Die Liebe zum Schöpfer und die Liebe zu Geschöpfen

Der Schöpfer ist vor uns verborgen, wir können Ihn nur in der Gruppe enthüllen, die zwischen mir und Ihm steht, wie geschrieben steht: „Von der Liebe zu den Geschöpfen – zur Liebe des Schöpfers“.

Wenn ich mich auf die Gruppe ausrichte und alle Fragen bezüglich unserer Vereinigung und Bürgschaft darin kläre, kann ich folglich meine Wünsche in die Gruppe verlegen und dort begreifen, ob sie auf das Geben oder auf das Empfangen gerichtet sind.

Und als Ersatz bekomme ich von der Gruppe die Empfindung der Wichtigkeit des Schöpfers, was auch für mich wichtig wird.

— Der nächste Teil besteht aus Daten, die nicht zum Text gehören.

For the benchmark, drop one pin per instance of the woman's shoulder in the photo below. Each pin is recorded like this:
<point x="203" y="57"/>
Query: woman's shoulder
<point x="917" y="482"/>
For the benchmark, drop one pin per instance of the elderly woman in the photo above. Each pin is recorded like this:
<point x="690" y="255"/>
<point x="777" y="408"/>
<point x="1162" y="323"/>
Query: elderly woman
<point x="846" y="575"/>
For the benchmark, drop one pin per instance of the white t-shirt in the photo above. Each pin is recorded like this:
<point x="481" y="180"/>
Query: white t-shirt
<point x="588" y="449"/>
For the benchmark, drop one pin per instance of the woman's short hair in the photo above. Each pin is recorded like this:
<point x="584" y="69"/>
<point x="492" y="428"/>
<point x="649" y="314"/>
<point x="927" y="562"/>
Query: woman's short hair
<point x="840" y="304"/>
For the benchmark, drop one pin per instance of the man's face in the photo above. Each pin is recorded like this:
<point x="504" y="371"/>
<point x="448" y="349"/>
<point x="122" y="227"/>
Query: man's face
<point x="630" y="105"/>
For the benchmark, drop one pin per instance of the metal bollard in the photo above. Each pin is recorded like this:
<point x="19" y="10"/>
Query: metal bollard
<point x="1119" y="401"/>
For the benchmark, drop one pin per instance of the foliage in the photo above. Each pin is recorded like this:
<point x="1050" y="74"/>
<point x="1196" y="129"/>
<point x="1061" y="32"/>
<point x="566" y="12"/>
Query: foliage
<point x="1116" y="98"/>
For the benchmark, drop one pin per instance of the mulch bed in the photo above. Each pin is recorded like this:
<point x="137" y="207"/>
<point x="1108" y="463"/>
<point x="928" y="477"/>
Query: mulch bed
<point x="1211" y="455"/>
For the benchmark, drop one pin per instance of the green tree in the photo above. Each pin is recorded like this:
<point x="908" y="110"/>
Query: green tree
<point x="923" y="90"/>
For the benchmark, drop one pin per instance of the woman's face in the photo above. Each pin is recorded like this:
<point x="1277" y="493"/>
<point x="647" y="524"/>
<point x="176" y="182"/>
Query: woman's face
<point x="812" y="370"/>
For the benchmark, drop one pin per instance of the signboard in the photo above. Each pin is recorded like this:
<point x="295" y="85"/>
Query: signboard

Ich beginne daran zu denken, dass der Schöpfer groß ist, dass es sich lohnt, ihm ähnlich zu sein, was für mich zur größten Belohnung wird. Das heißt die Gruppe verwandelt  mein Wertesystem, stellt das Geben und den Schöpfer auf den ersten und mein egoistisches Empfangen auf den letzten Platz.

Danach beginne ich zu arbeiten, um die Wichtigkeit des Gebens so lange zu vergrößern, bis sie sich in die vollkommene gegenseitige Bürgschaft verwandelt und wir alle ein Ganzes werden.

Wenn wir also die Empfindung dieses „einen Menschen“ erreichen, wenn auch in kleinem Ausmaß, dann bedeutet es, dass wir die Grenze (Machsom) überqueren, die uns von der höheren Welt trennt.

Da die Gruppe zum Ganzen wird, so beginnt sie entsprechend dem Gesetz der Übereinstimmung der Eigenschaften, in sich jene Eigenschaft zu empfinden, die das ganze Universum, den Schöpfer ausmacht.

Ich habe keine andere Möglichkeit, als in der Gruppe, die spirituellen Definitionen von Licht, Dunkelheit, Nacht und Tag zu finden.

Denn ich komme in die Gruppe in einem durchs Leben verwirrten Zustand und verstehe nicht, was für mich wichtig ist, wie ich den Aufstieg bewerkstelligen kann, was ich von diesem Leben will und was der Schöpfer von mir will.

Ich habe keine konkrete Richtung, ich verzettle mich in alle Richtungen, und verstehe nicht, wohin ich mich im nächsten Moment begeben soll.

Und nur die Gruppe hilft uns, eine Ausrichtung zu finden, und nicht das Studium, das uns verwirren kann. Obwohl ich denke, dass ich aufgrund des Wissens in der Spiritualität voranschreiten kann, d.h. nachdem ich mir das Lehrmaterial angeeignet habe, ich sofort ins Spirituelle gehe.

Je besser der Mensch versteht, dass die Bewegung zum Schöpfer in der Gruppe stattfindet, die ihm anstelle des Schöpfers gegeben wird, wie ein Abbild der spirituellen Welt – desto schneller wird er vorankommen.

Aus dem Unterricht nach einem Artikel von Rabasch, 01.09.2010

Zum Kabbalalernzentrum–>

Das Licht, das mich nach einer Linie ausrichten lässt

Eine Frage, die ich erhielt: Was bedeutet der Begriff „Linie“?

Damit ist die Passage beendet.